Los peritos armeros han comprobado ayer, que el calibre de la bala que mató al aparcero de Guarnizo, correspondía a las características de la pistola encontrada entre las escasas ropas que cubrían su cuerpo. Y, una investigación posterior, ha permitido confirmar la propiedad del arma, que pertenecía al muerto.

Es decir, todos estos capos sueltos parecen indicar la posibilidad de un suicidio. Y las actuaciones judiciales hubiesen terminado rápidamente, si no mediaran otras extrañas circunstancias que ensombrecen el desarrollo del suceso. Los primeros en penetrar en la habitación ocupada por el muerto, encontraron a éste tapado con la mata hasta el hombre, con la gorra cubriéndole la región temporal derecha y la pistola entre las manos, bajo la manta. Si Edmundo decidió poner fin a su vida ¿quién penetró en la habitación para tapar su cuerpo y cubrir con la boina el orificio originado por la bala?
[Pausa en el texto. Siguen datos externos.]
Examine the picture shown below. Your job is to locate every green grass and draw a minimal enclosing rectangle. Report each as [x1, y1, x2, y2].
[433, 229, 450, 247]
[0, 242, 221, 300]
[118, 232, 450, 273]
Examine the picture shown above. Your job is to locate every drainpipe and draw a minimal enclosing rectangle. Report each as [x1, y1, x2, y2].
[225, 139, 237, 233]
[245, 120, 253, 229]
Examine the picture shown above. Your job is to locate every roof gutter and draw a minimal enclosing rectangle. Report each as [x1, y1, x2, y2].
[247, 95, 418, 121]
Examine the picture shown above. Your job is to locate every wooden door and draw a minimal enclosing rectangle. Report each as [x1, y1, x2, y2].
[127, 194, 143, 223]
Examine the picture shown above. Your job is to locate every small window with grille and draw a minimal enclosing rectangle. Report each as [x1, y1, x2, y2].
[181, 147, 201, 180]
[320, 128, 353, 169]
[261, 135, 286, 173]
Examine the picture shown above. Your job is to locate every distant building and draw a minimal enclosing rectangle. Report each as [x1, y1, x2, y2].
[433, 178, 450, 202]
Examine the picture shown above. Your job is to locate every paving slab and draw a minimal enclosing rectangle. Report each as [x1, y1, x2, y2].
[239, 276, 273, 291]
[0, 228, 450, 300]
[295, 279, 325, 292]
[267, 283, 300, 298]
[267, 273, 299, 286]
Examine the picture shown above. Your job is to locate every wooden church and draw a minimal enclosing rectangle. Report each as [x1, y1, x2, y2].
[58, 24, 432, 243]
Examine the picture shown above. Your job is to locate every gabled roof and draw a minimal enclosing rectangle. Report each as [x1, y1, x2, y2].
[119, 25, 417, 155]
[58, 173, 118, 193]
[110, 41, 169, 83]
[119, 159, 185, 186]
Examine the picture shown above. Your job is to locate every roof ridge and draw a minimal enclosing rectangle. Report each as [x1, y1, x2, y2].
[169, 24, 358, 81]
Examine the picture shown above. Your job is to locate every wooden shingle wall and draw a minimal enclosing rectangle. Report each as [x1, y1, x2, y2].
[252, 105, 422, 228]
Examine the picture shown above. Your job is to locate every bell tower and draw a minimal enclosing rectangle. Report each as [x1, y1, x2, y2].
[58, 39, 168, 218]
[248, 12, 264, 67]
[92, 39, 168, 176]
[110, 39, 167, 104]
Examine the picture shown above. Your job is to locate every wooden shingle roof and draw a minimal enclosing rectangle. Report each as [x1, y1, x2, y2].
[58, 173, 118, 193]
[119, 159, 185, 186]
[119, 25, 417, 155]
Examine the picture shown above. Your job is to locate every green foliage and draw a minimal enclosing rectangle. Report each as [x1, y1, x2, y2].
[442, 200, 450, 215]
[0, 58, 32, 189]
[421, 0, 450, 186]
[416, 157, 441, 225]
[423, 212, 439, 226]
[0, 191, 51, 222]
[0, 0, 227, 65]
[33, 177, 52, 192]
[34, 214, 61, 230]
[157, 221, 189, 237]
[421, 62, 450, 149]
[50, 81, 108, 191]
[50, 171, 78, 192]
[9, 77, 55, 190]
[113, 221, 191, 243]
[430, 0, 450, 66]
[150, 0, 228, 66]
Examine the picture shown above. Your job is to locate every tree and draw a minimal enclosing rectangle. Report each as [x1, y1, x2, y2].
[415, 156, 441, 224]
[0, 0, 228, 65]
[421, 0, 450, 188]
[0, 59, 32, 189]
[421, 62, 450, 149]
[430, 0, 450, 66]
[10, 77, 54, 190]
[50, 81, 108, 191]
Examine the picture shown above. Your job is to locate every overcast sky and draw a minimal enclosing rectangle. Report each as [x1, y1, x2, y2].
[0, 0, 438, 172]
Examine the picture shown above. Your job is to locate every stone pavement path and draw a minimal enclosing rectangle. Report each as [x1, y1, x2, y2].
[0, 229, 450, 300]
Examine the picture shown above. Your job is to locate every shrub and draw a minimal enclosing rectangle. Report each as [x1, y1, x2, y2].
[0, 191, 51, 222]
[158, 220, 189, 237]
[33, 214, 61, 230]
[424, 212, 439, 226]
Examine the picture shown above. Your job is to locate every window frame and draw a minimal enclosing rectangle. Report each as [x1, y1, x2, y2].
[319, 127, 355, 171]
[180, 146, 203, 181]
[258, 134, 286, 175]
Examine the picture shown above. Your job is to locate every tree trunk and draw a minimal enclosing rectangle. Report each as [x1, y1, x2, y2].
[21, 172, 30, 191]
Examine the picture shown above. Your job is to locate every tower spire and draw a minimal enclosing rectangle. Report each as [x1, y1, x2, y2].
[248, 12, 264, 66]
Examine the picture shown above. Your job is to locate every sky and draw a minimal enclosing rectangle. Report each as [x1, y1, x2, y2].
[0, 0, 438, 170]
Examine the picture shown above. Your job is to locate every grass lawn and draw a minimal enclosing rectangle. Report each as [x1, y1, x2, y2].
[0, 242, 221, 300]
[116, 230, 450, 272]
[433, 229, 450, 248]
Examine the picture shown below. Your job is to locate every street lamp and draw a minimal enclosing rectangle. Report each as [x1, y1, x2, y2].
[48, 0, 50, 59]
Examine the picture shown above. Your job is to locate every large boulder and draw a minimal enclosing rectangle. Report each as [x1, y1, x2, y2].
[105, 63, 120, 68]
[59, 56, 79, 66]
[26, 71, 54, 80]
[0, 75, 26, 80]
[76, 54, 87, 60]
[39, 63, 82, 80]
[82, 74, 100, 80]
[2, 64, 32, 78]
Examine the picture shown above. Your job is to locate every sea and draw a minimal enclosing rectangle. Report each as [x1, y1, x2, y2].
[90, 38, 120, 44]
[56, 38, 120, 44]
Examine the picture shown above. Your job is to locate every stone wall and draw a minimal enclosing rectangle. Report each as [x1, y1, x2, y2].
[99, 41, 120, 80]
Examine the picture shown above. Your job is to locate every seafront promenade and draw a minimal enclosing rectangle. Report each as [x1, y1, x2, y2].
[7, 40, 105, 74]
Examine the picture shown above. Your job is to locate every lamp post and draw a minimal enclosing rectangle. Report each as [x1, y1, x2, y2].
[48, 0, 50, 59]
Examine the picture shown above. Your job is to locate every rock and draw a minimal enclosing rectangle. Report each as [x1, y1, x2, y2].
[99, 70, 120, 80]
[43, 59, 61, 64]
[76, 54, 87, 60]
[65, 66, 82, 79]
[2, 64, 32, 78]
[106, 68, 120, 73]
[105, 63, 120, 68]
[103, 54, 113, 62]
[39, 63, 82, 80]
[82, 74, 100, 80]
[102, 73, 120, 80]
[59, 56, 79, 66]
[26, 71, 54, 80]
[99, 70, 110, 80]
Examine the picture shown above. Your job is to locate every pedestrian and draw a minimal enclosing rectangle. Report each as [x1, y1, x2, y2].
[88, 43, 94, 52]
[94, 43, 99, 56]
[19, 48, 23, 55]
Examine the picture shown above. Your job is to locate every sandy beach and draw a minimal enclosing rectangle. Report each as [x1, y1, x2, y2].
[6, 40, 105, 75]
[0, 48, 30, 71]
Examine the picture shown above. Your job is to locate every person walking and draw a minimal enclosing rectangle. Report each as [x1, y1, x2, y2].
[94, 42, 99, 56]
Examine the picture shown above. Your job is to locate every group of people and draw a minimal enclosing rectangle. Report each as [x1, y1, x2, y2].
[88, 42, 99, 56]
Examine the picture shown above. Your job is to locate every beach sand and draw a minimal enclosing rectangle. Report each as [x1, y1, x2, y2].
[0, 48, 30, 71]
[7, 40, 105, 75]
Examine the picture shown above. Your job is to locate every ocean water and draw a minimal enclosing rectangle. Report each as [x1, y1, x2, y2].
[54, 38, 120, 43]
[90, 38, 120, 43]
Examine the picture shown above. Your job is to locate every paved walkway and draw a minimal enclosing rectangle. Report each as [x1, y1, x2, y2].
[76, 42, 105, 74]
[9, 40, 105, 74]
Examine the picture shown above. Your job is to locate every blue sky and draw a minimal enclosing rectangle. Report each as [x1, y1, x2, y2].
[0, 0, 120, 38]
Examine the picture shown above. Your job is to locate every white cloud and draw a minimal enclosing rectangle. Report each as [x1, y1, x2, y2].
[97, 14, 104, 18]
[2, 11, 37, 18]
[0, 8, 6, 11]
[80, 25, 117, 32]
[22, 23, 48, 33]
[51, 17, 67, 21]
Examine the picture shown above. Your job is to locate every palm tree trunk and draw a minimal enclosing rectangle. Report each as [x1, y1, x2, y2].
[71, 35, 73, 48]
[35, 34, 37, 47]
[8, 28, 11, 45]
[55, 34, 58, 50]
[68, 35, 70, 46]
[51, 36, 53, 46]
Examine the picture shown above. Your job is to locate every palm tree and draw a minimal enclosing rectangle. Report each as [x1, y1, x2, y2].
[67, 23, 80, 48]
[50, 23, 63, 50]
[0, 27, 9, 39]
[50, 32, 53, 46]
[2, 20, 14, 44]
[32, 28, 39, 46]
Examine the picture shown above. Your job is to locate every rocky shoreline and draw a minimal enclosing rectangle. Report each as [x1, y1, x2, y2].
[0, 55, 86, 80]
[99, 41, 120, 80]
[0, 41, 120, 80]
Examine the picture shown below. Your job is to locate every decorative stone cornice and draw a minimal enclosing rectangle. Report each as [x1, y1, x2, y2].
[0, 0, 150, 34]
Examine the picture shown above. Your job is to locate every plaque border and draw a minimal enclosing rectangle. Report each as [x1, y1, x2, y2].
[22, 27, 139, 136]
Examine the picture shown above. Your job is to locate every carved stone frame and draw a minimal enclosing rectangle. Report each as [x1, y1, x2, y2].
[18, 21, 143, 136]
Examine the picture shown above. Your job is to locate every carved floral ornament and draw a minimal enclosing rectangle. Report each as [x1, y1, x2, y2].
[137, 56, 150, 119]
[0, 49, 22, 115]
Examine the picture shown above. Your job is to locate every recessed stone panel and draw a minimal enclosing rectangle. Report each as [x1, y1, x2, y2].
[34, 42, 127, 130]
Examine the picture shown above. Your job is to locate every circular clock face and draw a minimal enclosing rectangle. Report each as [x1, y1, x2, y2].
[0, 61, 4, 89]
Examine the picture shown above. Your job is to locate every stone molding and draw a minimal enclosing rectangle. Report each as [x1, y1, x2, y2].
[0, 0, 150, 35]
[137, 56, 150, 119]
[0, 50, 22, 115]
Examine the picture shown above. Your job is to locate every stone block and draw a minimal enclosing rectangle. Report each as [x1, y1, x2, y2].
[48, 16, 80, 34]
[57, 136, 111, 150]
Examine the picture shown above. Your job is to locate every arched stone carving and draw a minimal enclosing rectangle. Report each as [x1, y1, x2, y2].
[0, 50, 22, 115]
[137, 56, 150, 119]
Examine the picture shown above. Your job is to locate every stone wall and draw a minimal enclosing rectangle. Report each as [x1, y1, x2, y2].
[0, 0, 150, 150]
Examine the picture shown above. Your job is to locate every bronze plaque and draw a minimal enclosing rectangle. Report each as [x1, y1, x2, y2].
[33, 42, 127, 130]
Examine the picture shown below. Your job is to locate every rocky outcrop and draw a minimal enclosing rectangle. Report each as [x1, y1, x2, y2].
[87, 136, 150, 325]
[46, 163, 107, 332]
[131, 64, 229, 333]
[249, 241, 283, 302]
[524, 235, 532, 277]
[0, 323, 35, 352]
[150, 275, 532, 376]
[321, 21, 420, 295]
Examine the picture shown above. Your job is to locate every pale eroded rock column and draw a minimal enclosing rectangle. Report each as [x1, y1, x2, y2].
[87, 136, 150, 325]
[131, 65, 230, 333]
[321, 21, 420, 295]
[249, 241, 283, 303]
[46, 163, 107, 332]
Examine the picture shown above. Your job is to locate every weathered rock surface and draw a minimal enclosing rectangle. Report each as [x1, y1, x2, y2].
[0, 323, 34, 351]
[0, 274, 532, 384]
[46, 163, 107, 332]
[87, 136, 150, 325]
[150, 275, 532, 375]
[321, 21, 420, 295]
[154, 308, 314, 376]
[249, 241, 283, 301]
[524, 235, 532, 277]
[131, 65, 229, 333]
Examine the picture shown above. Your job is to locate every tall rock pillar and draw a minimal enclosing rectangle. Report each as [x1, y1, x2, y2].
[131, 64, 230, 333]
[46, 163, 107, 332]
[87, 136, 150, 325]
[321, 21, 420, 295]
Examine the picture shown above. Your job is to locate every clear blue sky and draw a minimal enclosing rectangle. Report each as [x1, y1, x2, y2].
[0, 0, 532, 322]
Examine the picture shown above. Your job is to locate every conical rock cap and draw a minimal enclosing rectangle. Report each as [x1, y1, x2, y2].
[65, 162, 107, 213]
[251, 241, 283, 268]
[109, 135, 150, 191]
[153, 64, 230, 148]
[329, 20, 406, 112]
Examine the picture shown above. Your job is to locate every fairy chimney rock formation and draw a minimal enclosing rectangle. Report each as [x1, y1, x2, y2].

Los criados de la marquesa de Camporreal, han declarado ante la policía. No oyeron nada, no vieron a nadie, no supieron de la muerte de Edmundo, hasta que su cuerpo fue descubierto por el Juzgado municipal de Astillero, el médico y la Guardia Civil.

El aparcero de Guarnizo, iba de dejar de serlo próximamente. La marquesa había encargado a su representante, en Santander, que manifestara a su arrendatario sus deseos. Pero dándole toda clase de facilidades, pidiendo que fuese él quien propusiese la fórmula económica que cancelase el contrato.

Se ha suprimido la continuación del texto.